Sputnik: What can you say about the way that Boeing, the FAA, and various countries' aviation authorities have handled this incident?
But I think this is the correct approach. If it is aviation, safety is number one; it shouldn't be compensated with any other elements, either commercial or brand, or whatever.
Sputnik: So now we have this massive grounding of Boeing planes. Can you talk about how this is going to affect the company, Boeing, how it's going to affect airlines and how long do you think we can expect this to last? How long is needed to at least get a basic investigation done to determine that the plane is indeed flightworthy?
Konstantinos Kalligiannis: These are all excellent questions. Regarding your last question, how long it will take, I cannot comment [on this] because currently both events are under investigation, and you have the respective aircraft accident investigation boards that are dealing with them.
So, I cannot comment. I don't know how long it will take, but I'm sure that all authorities will just remove the restriction when the aircraft is 100 percent safe to fly again. In comparison to what the implications are in terms of the airlines, of course, the airlines that have a higher number of these aircraft will be affected more in terms of rescheduling; and also it will create not just safety on its own but also the perception of safety.

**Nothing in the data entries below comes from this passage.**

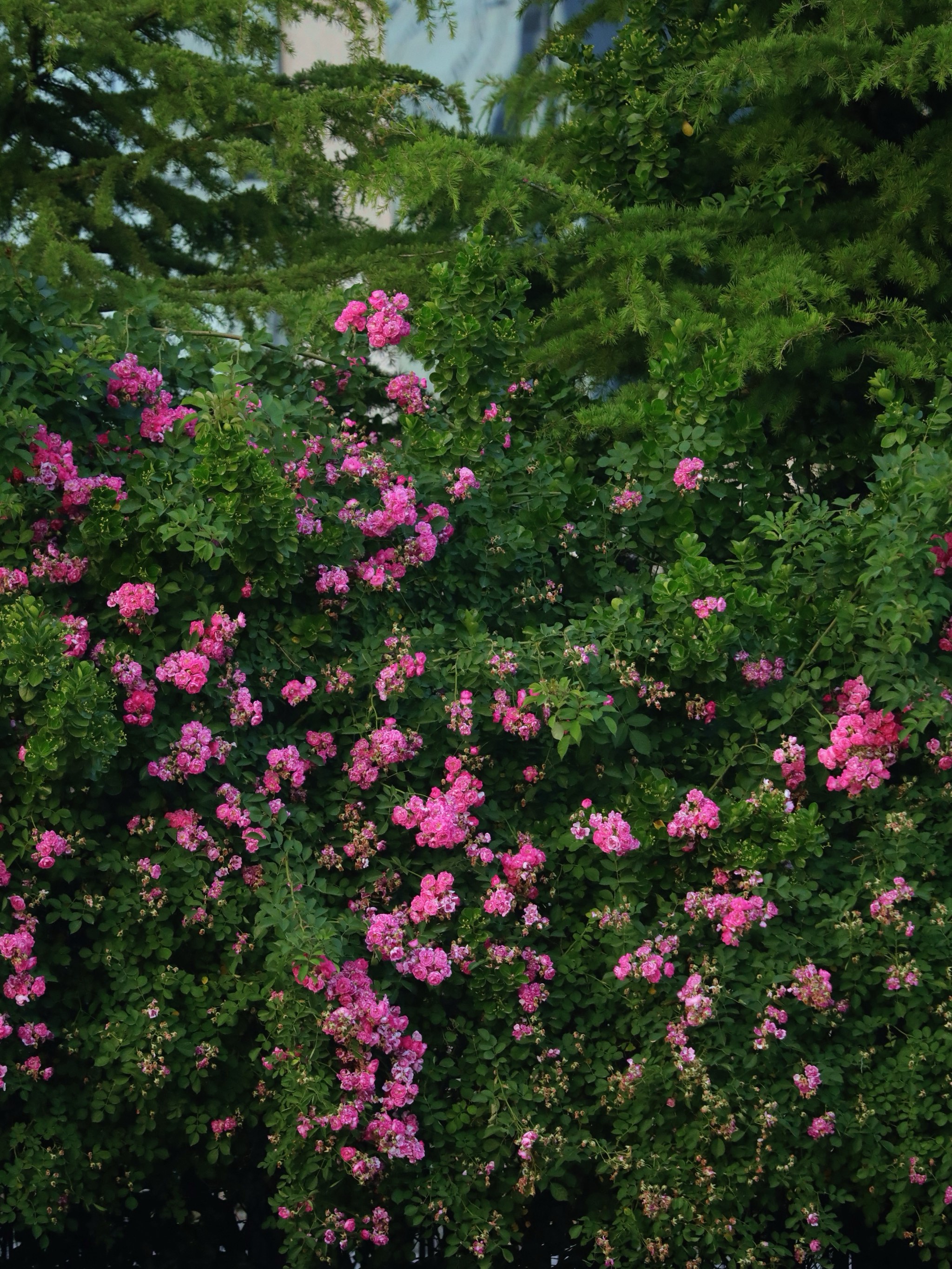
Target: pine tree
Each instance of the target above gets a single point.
(157, 144)
(770, 176)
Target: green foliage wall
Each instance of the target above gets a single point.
(186, 1032)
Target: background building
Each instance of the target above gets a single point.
(490, 40)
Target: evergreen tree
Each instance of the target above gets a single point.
(157, 143)
(774, 171)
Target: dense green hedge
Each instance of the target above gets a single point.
(193, 1023)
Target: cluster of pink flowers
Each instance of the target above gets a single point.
(56, 566)
(709, 604)
(225, 1126)
(162, 416)
(502, 664)
(191, 754)
(515, 719)
(218, 636)
(697, 1011)
(361, 1022)
(134, 599)
(808, 1080)
(734, 914)
(772, 1026)
(386, 745)
(339, 1226)
(427, 965)
(461, 714)
(187, 670)
(295, 692)
(323, 744)
(443, 820)
(944, 554)
(55, 468)
(865, 743)
(75, 639)
(906, 975)
(407, 391)
(687, 474)
(53, 460)
(13, 580)
(625, 500)
(332, 579)
(403, 665)
(884, 906)
(140, 702)
(700, 710)
(32, 1035)
(284, 764)
(21, 986)
(436, 899)
(386, 324)
(941, 752)
(134, 383)
(612, 834)
(47, 847)
(464, 485)
(308, 522)
(191, 833)
(791, 757)
(399, 509)
(823, 1126)
(813, 986)
(78, 491)
(652, 960)
(762, 672)
(389, 565)
(695, 818)
(243, 708)
(914, 1177)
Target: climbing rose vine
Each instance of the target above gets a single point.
(426, 820)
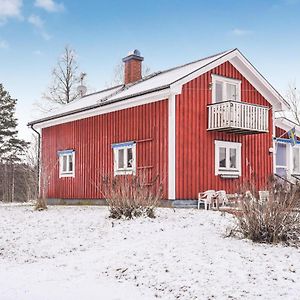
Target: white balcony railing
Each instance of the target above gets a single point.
(236, 116)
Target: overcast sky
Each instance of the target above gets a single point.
(33, 34)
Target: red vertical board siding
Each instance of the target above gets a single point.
(91, 138)
(195, 148)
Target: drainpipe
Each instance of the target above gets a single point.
(38, 162)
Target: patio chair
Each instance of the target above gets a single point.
(206, 198)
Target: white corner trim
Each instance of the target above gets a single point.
(172, 147)
(224, 80)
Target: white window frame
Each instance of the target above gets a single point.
(225, 81)
(68, 154)
(227, 170)
(126, 170)
(292, 154)
(288, 167)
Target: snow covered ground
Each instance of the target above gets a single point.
(78, 253)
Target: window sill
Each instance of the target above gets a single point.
(124, 172)
(229, 176)
(66, 175)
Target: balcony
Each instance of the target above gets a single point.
(237, 117)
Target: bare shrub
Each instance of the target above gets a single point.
(40, 204)
(131, 196)
(273, 220)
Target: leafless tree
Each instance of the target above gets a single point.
(293, 98)
(64, 82)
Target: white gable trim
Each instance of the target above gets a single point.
(248, 71)
(233, 56)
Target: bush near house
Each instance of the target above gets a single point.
(131, 196)
(274, 220)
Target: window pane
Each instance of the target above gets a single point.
(70, 163)
(222, 157)
(296, 161)
(280, 154)
(232, 158)
(121, 159)
(129, 158)
(231, 91)
(64, 168)
(281, 172)
(219, 91)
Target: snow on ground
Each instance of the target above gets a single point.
(78, 253)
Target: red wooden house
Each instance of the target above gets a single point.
(208, 124)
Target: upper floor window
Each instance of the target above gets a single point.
(124, 158)
(228, 158)
(225, 89)
(66, 163)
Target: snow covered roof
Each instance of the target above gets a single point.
(287, 124)
(155, 82)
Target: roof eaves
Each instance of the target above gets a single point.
(99, 104)
(224, 54)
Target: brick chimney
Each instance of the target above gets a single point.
(133, 66)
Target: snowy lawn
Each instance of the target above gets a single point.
(78, 253)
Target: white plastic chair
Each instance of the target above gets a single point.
(222, 197)
(206, 198)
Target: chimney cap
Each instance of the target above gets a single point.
(134, 54)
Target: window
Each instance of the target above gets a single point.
(281, 159)
(296, 160)
(227, 158)
(124, 158)
(225, 89)
(66, 163)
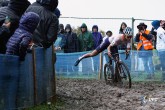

That's also something that Boeing, the authorities and everybody involved in aviation should also consider, because passengers may think that aviation is not safe, or that it is not as safe as they thought it is.
Sputnik: That isn't the case though, is it? Or do you feel that it is not as safe as we thought it was?
And you see there have been cases like it in the past: in 2013, with the [Boeing 787] Dreamliner, that had a fault in its battery. So it was also the case and this particular aircraft was grounded by the FAA for three months. And then the fault was corrected and the aircraft was airworthy again.
Sputnik: What can you tell us about the 737 MAX 8 model? I believe there is also a MAX 9 model, [which is] slightly elongated. Maybe you could tell us about this whole line of 737 MAX 8s, 9s; what is special about them? Why are they more complicated than other Boeing models? Why do you think we are seeing this problem?
Konstantinos Kalligiannis: That's a very good question. I cannot answer it because I don't want to be perceived as promoting one particular aircraft type compared to another. But I can comment that the Boeing 737 series, overall, is a very successful aircraft. I mean, it's the aircraft type with the highest number of aircraft models in the world; it's considered the work horse of the low-cost airlines.
Currently, for the Boeing 737 MAX 8 there are more than 5,000 orders; there have been more than 350 aircraft delivered during the past year alone because actually it was certified by the FAA only [two years] ago, on 8 March 2017. So, it's a huge commercial success; but even huge commercial successes can have some failures that need to be rectified.
Sputnik: Donald Trump said that airplanes are becoming far too complex to fly. In the old days we didn't have all this software; we had more sort of this mechanical […] I mean it wasn't as complicated as this. And actually in the Lion Air incident, there was some concern that it was, in fact, a software situation; it wasn't even the software itself, it was actually the way that software was deployed by the crew that could have led to events that led to the accident. What can you say about that? Perhaps there needs to be more training? Are we getting such difficult planes now, such complex technology, that you need to know much more than you used to have to know?
Konstantinos Kalligiannis: It's another excellent question. I totally disagree with President Trump; of course, politicians can make different comments based on their political mindset and what the audience wants to hear. However, technology is something that is embraced by the aviation industry; it's a fast-evolving high-tech industry and every development is more than welcome.
All aircraft involved in aviation [include] a human error factor included in the chain of bad events; so, definitely, training should continue to happen and [there should be] more checks. That's the only way forward.
Views and opinions expressed in this article are those of the speaker and do not necessarily reflect those of Sputnik.